A proposta do autor de quantificação segue uma fórmula (ver p. 30) que aparece como uma média ponderada (%Vm) de valores estimados de vários "atributos" (da mensagem e do médium). Embora o autor reconheça a diferença entre cada tipo de atributo, eles são misturados em uma mesma fórmula com pesos iguais (8), com índices negativos para médiuns considerados fraudulentos.

A aplicação da fórmula é exemplificada por vários casos que parecem seguir a opinião do autor a respeito de determinado médium. Uma vez calculados um índice (%Vm), uma proposta de quatro classes mediúnicas é finalmente apresentada na p. 54.

Claramente existiria uma grande vantagem se fosse possível identificar um bom médium por meio de avaliação quantitativa tão direta como a que é explicada em "Mediunidade Mensurável". Essas vantagens são discutidas nas p. 58-60. É perceptível o desejo do autor em colaborar com o desenvolvimento de novos estudos para a mediunidade, o que, por si só, é algo difícil de constatar nos meios dedicados ao assunto.  

Palavras finais

Mediunidade (assim como a inteligência e a beleza) parece ser uma faculdade humana intrinsecamente imensurável. Entretanto, podemos sim definir medidas quantitativas para o conteúdo da mensagem (9). Por exemplo, dada uma mensagem mediúnica, podemos fazer uma análise sintática e numérica dela, contando-se o número de substantivos, verbos etc. que ela contém.
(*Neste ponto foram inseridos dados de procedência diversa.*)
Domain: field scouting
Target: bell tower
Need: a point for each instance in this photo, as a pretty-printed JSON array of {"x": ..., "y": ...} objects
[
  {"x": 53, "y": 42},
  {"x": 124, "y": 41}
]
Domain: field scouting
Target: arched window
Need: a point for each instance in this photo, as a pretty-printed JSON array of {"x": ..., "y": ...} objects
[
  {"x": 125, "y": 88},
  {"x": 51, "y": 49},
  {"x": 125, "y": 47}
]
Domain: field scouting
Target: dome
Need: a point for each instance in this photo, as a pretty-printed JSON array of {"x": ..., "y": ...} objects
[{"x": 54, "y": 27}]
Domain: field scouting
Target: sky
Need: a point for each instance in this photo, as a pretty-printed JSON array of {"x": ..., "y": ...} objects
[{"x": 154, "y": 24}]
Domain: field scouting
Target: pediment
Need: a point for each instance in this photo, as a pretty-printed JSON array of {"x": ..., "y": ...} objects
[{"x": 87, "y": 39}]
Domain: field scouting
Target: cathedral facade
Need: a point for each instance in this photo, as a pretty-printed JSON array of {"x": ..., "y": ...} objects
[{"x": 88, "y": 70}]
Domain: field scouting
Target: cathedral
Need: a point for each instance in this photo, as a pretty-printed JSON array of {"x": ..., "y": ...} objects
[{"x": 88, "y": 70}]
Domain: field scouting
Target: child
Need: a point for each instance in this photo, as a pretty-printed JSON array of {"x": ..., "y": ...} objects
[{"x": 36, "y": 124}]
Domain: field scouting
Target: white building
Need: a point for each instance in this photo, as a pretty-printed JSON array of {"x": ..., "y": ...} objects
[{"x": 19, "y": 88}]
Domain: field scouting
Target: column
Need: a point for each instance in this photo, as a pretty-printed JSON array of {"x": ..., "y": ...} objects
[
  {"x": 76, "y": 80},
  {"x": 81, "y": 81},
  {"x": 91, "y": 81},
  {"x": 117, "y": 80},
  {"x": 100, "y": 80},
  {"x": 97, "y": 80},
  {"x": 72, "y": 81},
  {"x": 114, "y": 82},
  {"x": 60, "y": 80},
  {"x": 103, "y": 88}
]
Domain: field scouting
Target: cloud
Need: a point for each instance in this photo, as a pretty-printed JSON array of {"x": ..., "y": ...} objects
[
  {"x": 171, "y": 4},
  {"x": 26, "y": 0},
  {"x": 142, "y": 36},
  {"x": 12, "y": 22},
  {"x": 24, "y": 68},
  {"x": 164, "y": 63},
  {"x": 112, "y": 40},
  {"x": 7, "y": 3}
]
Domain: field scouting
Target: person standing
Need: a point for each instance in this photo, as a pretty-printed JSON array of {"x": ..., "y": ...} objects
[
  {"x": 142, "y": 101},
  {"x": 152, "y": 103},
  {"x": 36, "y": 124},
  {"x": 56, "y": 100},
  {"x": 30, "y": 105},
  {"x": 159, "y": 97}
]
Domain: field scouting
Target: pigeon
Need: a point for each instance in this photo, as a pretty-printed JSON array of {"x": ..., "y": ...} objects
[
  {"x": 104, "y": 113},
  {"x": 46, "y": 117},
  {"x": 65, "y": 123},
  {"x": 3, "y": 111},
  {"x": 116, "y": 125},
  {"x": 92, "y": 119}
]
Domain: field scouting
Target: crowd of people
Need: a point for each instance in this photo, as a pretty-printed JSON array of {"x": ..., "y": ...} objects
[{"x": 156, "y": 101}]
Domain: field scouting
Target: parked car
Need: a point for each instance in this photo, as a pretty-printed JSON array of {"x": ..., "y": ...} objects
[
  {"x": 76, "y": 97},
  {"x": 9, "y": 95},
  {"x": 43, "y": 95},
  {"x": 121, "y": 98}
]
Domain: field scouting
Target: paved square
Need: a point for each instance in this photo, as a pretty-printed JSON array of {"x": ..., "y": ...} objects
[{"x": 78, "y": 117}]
Podemos analisar mais profundamente seu conteúdo, buscando traçar a correspondência fato-informação para cada elemento de mensagem nela presente.

Como é que tal análise poderia caracterizar a mediunidade? Parece ser correto afirmar que, quanto maior a fidelidade do médium na transmissão do conteúdo, mais "desenvolvida" seria a sua mediunidade. Nesse sentido o autor de "Mediunidade Mensurável" identificou a relação entre conteúdo e excelência da fonte que o produz no caso de psicografias.

Entretanto, esbarramos em problemas grandes ao querer criar uma escala numérica de qualificação para médiuns. O problema é que a mediunidade psicográfica (ou psicofônica), apesar de produzir mensagens concretas, ainda é um fenômeno privado do ser humano. Como ponto para meditação, devemos considerar que é possível que o médium seja excelente (no sentido de entrar em contato com muita informação), mas não consiga corretamente colocar no papel todo o conteúdo.

Para exemplificar, imaginemos dois rádios de uma mesma marca. Um está de acordo com suas especificações de fabricação, enquanto que outro tem um problema em seu alto-falante, que não permite interpretar corretamente o que é transmitido. Então, nesse caso simples, não seria possível colocar o rádio defeituoso como uma "outra classe", ou dizer que o rádio perfeito é "superior". O máximo que se pode dizer é que existe um defeito em um dos rádios. Com isso queremos dizer que, no caso da mediunidade, dificuldades de transmissão de conteúdo podem não ser devidas a diferenças intrínsecas entre classes. Em suma, mediunidade ainda é algo bastante complexo para permitir avaliações quantitativas, mesmo nos casos mais concretos.

Referências e notas
  1. S. Fontana. Mediunidade Mensurável. Um livro digital que resume uma pesquisa sobre a possibilidade de medir estimadamente a mediunidade de uma pessoa. Digital e-book. Acesso em 2014. 62 páginas.
  2. Ver apresentação do autor (em 19/agosto/2012): https://www.youtube.com/watch?v=Pb5JSan2DUE
  3. Séculos foram necessários para dar à física a aparência de "modernidade"e para que ela fosse financiada com recursos públicos. Devemos nos confiar totalmente nas aparências?
  4. Ver, por exemplo: "O Livro dos Médiuns", Segunda parte - Das manifestações espíritas, Capítulo XX - "Da influência moral do médium", Questões diversas.
  5. Revista Espírita 1867, Junho, Dissertações espíritas - "O Magnetismo e o Espiritismo comparados".
  6. Essa ausência de quantificação possivelmente é vista pelo autor como um sinal de "estagnação" do método de Kardec.
  7. Veja, por exemplo, as controvérsias envolvendo a definição de um "quociente de inteligência": Mark Snyderman and Stanley Rothman, (1988), "The IQ Controversy, the Media and Public Policy", Transaction Books.
  8. É fato básico que só se pode somar, subtrair, multiplicar ou dividir "banana com banana" ou "maça com maça".